New technologies relating to artificial intelligence, robotics, augmented reality and 3D printing are emerging rapidly. Manufacturers are faced with an alarming number of options, all promising to help them move closer to a smart, Industry 4.0 equipped factory. The ultimate dream for many manufacturers is full digitisation, both vertically and horizontally. That is, connecting all functions across a company as well as its suppliers and distributors in the supply chain. There are leading businesses, such as Siemens, who are already beginning to track and monitor their production in truly smart factories.
For smaller manufacturing businesses, closing the gap between emerging technology and their existing equipment is a challenge many are faced with. We are still at an early stage in the fourth industrial revolution and many companies lack both the staff and the technological infrastructure required to fully transform their operations. Digitalisation often requires substantial change in an organisation’s culture and technology. However, this change in technology does not have to be a complete overhaul or a sparkly new factory.
Spanning the generations
Industrial equipment is built to last, which means that manufacturers are often operating machines that are 20 to 30 years old. Many manufacturers are therefore operating legacy drives, sensors, programmable logic controllers and other automation equipment. This equipment often forms the fundamental backbone of operations and is vital to business success.

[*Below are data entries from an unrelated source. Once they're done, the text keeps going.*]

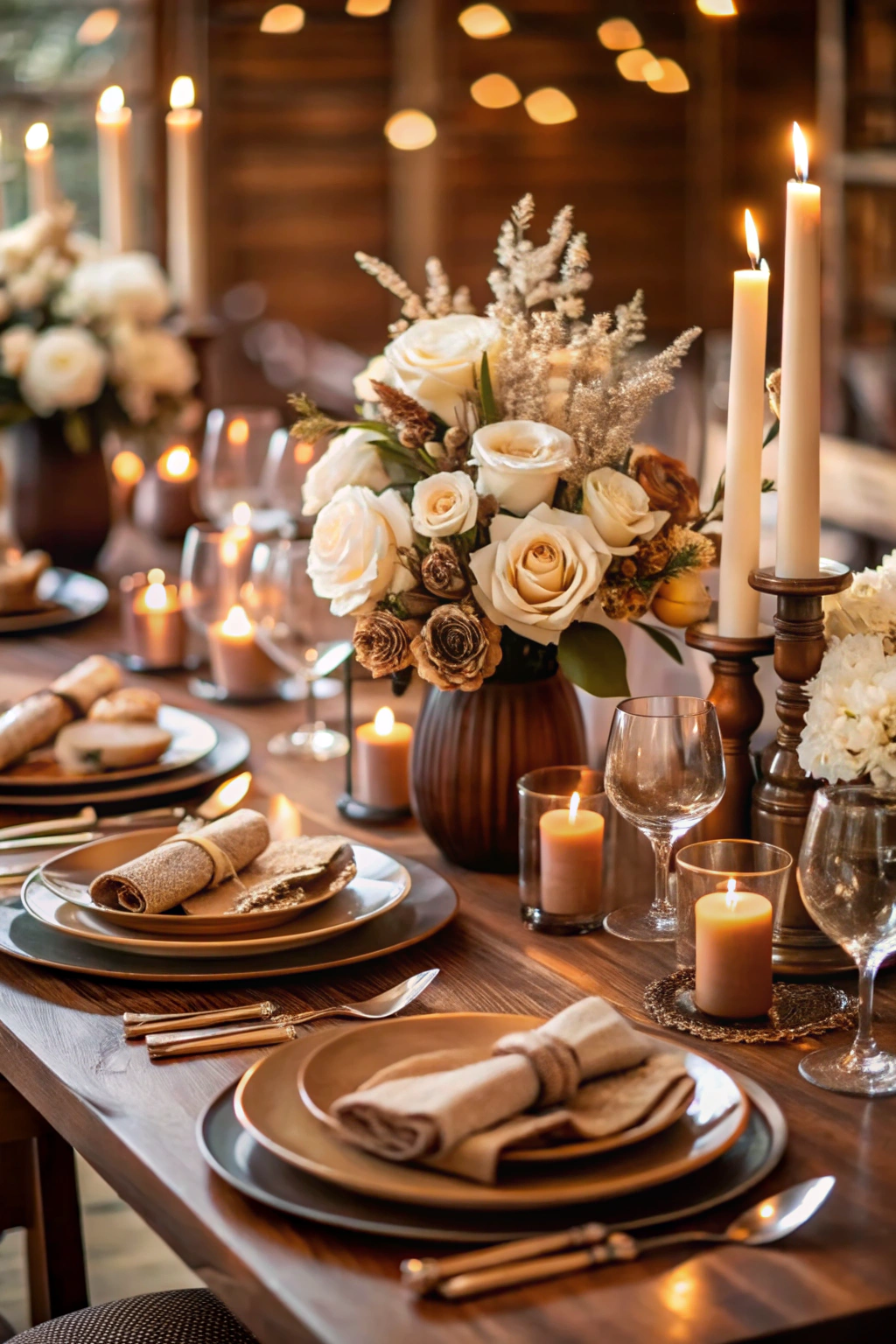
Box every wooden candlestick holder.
[750,561,854,976]
[685,621,775,840]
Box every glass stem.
[653,836,675,918]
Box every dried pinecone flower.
[632,444,700,523]
[354,610,421,676]
[421,542,469,598]
[411,602,501,691]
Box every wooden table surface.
[0,599,896,1344]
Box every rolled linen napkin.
[90,808,270,914]
[332,998,650,1163]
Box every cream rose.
[411,472,480,536]
[470,421,575,516]
[20,326,106,416]
[582,466,669,555]
[386,313,501,424]
[308,485,414,615]
[302,429,388,517]
[470,504,612,644]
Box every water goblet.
[603,695,725,942]
[796,783,896,1096]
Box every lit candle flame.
[25,121,50,149]
[97,85,125,117]
[171,75,196,111]
[794,121,808,181]
[745,210,761,270]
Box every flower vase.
[10,416,111,570]
[411,629,585,872]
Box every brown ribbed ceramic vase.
[411,630,585,872]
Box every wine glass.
[243,539,352,760]
[603,695,725,942]
[796,783,896,1096]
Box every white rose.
[20,326,106,416]
[470,421,575,514]
[308,485,415,615]
[0,323,38,378]
[470,504,612,644]
[582,466,669,555]
[386,313,501,424]
[411,472,480,536]
[302,429,389,517]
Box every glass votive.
[517,765,608,934]
[676,840,793,1018]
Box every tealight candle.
[208,605,284,700]
[352,705,414,812]
[130,570,186,668]
[693,878,774,1018]
[539,793,603,915]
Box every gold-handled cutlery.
[402,1176,836,1301]
[146,969,438,1059]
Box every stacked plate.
[0,827,457,981]
[199,1013,786,1241]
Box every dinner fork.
[146,969,438,1059]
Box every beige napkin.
[90,808,270,914]
[332,998,687,1181]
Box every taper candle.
[718,211,768,639]
[775,122,821,579]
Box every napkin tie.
[492,1027,582,1106]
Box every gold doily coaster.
[643,968,858,1044]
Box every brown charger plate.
[298,1013,696,1163]
[196,1071,788,1254]
[0,859,458,984]
[0,714,251,812]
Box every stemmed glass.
[243,539,352,760]
[796,785,896,1096]
[603,695,725,942]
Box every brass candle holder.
[685,621,775,840]
[750,561,854,976]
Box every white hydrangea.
[799,633,896,787]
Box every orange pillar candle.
[539,793,603,915]
[208,606,284,700]
[352,707,414,812]
[693,878,774,1018]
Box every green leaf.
[630,621,683,667]
[480,351,501,424]
[557,621,632,699]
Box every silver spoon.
[146,970,438,1059]
[435,1176,834,1299]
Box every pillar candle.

If the legacy equipment is running well and causing no problems, you may think, what’s the issue? The difficulty comes when manufacturers want to update their equipment so that it communicates with other machines. Equipment built 20 years ago was not built to communicate and can therefore hold back manufacturers’ Industry 4.0 aspirations. For example, the equipment may communicate via proprietary protocols that use RS-232/422/485 serial cables, which while fit for purpose, are not suited to remote monitoring across a TCP/IP network.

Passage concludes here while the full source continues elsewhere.